The fall climbing season in the Himalaya is starting to draw to a close. Most of the commercial teams have wrapped up operations for the year, and have now started for home. It has been a successful autumn on Cho Oyu and Manaslu, while Shishapangma has shut out all attempts thus far. But there are still a few teams still in the mountains, and they are continuing to make progress on their intended routes.
We’ll start today with the Korean squad that is attempting the South Face of Lhotse. The team has faced poor weather almost from the time they touched down in Kathmandu, but they continue to press ahead with their efforts none the less. Progress has been slow this season, but they are making the best of the situation.
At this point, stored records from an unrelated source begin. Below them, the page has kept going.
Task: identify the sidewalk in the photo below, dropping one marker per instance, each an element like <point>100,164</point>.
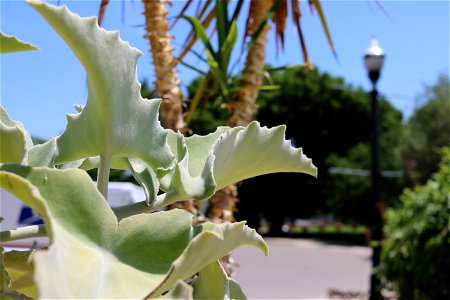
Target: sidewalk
<point>302,269</point>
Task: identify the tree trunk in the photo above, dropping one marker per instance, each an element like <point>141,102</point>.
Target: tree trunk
<point>223,204</point>
<point>167,82</point>
<point>243,107</point>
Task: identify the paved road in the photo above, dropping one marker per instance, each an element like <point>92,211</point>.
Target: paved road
<point>302,269</point>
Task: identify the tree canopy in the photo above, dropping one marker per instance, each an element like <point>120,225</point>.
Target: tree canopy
<point>331,120</point>
<point>428,131</point>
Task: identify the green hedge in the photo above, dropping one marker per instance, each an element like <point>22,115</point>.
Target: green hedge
<point>416,252</point>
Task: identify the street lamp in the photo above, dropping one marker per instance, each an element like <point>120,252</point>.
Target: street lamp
<point>373,61</point>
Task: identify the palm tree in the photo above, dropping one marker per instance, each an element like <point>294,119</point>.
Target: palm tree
<point>167,81</point>
<point>243,106</point>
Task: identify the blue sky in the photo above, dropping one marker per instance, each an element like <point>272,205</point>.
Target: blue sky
<point>40,87</point>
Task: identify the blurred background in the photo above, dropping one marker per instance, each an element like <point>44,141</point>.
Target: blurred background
<point>375,223</point>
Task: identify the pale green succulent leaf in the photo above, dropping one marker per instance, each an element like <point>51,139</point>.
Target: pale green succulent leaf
<point>19,266</point>
<point>212,283</point>
<point>140,255</point>
<point>15,140</point>
<point>211,242</point>
<point>181,291</point>
<point>43,155</point>
<point>10,44</point>
<point>207,164</point>
<point>235,289</point>
<point>116,120</point>
<point>145,177</point>
<point>3,280</point>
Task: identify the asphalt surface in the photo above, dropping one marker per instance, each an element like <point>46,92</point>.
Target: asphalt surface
<point>303,269</point>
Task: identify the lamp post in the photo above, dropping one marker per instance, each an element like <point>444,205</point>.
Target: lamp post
<point>373,61</point>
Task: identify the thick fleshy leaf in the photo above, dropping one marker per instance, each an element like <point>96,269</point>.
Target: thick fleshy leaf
<point>2,270</point>
<point>211,239</point>
<point>181,291</point>
<point>212,283</point>
<point>145,177</point>
<point>116,120</point>
<point>15,139</point>
<point>93,256</point>
<point>207,164</point>
<point>10,44</point>
<point>43,155</point>
<point>19,266</point>
<point>17,146</point>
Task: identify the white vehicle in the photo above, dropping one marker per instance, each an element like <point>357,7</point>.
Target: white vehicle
<point>17,214</point>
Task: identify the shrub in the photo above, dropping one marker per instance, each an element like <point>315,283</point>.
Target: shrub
<point>415,258</point>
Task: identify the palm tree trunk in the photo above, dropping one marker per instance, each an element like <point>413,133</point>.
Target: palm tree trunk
<point>223,204</point>
<point>242,109</point>
<point>167,82</point>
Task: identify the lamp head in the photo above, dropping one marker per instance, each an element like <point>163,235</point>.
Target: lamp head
<point>373,60</point>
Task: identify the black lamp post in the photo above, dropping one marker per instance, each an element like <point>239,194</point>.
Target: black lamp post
<point>373,61</point>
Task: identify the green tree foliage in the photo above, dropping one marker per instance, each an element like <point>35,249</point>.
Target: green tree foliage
<point>415,254</point>
<point>332,120</point>
<point>428,130</point>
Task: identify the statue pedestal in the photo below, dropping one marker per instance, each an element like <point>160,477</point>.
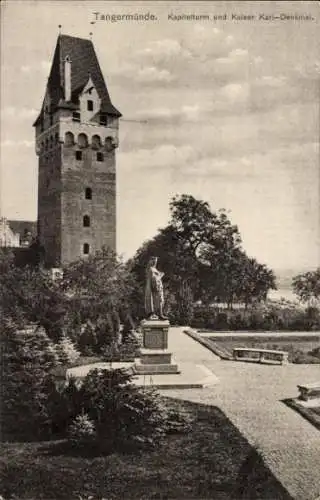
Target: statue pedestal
<point>154,355</point>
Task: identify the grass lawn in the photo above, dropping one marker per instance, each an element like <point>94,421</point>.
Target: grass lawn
<point>312,414</point>
<point>298,349</point>
<point>214,461</point>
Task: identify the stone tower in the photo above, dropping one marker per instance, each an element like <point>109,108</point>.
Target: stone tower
<point>76,138</point>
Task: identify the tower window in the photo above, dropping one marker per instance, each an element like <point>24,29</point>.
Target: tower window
<point>103,120</point>
<point>86,221</point>
<point>88,194</point>
<point>99,156</point>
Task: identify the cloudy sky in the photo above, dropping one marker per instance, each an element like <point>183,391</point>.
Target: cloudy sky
<point>227,111</point>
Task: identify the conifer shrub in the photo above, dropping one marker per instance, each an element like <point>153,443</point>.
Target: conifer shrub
<point>67,351</point>
<point>28,357</point>
<point>123,415</point>
<point>82,431</point>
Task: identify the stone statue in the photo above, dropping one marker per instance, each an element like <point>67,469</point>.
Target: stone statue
<point>154,299</point>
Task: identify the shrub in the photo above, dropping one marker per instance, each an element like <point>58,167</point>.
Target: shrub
<point>67,351</point>
<point>122,413</point>
<point>28,358</point>
<point>82,431</point>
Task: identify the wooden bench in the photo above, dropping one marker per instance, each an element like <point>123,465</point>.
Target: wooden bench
<point>309,391</point>
<point>259,355</point>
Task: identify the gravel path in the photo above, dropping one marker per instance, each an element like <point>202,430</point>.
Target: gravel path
<point>250,395</point>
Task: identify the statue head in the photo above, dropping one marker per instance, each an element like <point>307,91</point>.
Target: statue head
<point>153,261</point>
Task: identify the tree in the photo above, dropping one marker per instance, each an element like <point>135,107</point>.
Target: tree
<point>28,294</point>
<point>307,286</point>
<point>99,290</point>
<point>27,360</point>
<point>201,255</point>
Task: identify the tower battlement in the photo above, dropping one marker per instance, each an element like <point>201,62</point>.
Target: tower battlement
<point>76,139</point>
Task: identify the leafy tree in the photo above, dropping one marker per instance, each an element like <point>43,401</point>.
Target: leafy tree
<point>200,253</point>
<point>307,286</point>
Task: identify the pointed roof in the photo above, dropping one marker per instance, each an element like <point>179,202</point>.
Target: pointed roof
<point>84,63</point>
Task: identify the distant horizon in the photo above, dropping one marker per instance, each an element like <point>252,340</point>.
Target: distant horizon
<point>212,109</point>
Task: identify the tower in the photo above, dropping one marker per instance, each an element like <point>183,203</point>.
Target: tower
<point>76,139</point>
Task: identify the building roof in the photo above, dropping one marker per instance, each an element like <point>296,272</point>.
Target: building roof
<point>84,63</point>
<point>20,226</point>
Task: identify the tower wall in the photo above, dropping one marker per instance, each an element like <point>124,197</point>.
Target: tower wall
<point>100,178</point>
<point>76,138</point>
<point>49,203</point>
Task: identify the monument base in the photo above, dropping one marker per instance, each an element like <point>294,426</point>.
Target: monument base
<point>154,355</point>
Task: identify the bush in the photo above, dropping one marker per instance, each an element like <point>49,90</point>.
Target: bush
<point>82,431</point>
<point>28,358</point>
<point>67,351</point>
<point>122,414</point>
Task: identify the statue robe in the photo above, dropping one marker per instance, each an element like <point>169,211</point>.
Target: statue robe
<point>154,292</point>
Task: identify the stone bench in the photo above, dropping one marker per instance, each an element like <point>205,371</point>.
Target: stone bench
<point>309,391</point>
<point>259,355</point>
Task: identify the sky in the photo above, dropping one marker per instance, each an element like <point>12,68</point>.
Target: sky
<point>226,110</point>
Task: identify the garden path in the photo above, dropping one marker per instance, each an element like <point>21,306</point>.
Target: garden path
<point>251,396</point>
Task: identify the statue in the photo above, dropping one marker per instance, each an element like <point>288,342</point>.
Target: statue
<point>154,299</point>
According to their most recent dispatch, they have now established Camp 2 at 6800 meters (22,309 ft), and they are working on constructing Camp 3 at 7500 meters (24,606 ft), although that has been a real struggle so far. The team is said to be in good spirits however, and the forecast is for improved conditions in the future. Hopefully this will allow them to push towards the summit in the days ahead.
Meanwhile, over on Makalu, the British tri-service team is back in BC for a much needed rest. They’ve been working the route along the Southeast Ridge for several weeks now, and have Camp 2 firmly in place at 6700 meters (21,981 ft). The squad spend several days there earlier in the week, and have now descended to recuperate and gain their strength. The plan is to begin shuttling more gear up the mountain over the next few days, and they are now eyeing a summit bid sometime after October 15.
Yesterday, a helicopter delivered some fresh supplies, including a new generator. Their previous model had been giving them problems, so they requested another one. This should provide the power they need to post dispatches more regularly.
The Madison Mountaineering team is also on Makalu, and have been making good progress since they switched routes over to the Northwest Ridge. Earlier in the week, they established C2 on that side of the mountain at 6464 meters (21,210 ft). According to their most recent dispatch, the weather has been good over the past few days. They expected to go up to Camp 3 yesterday, and then descend back to BC tomorrow for a rest. After that, they’ll be looking for a good weather window to go for the summit as well.
Chris Jensen Burke has wrapped up her Cho Oyu expedition with a successful summit last weekend. She’s now on her way home, but has started to post her thoughts on the climb. You can read the first part of her recap by clicking here. As usual, she provides good insights into what it is like to climb an 8000-meter peak, sharing her own personal experiences quite nicely. Definitely a good read for those who want to know more about these big peaks.
Finally, Bo Belvedere Christensen is pulled the plug on his attempt of Shishapangma. He had hoped to bag a second 8000-meter peak this fall, after successfully summiting Cho Oyu last week. But, as we’ve heard from a number of teams throughout the course of the season, the snow on Shisha is incredibly deep this year, and it has created unstable conditions, ripe for avalanches, near the summit. He’ll now return home as well.
That’s all for now. I’ll continue to post updates as they are warranted.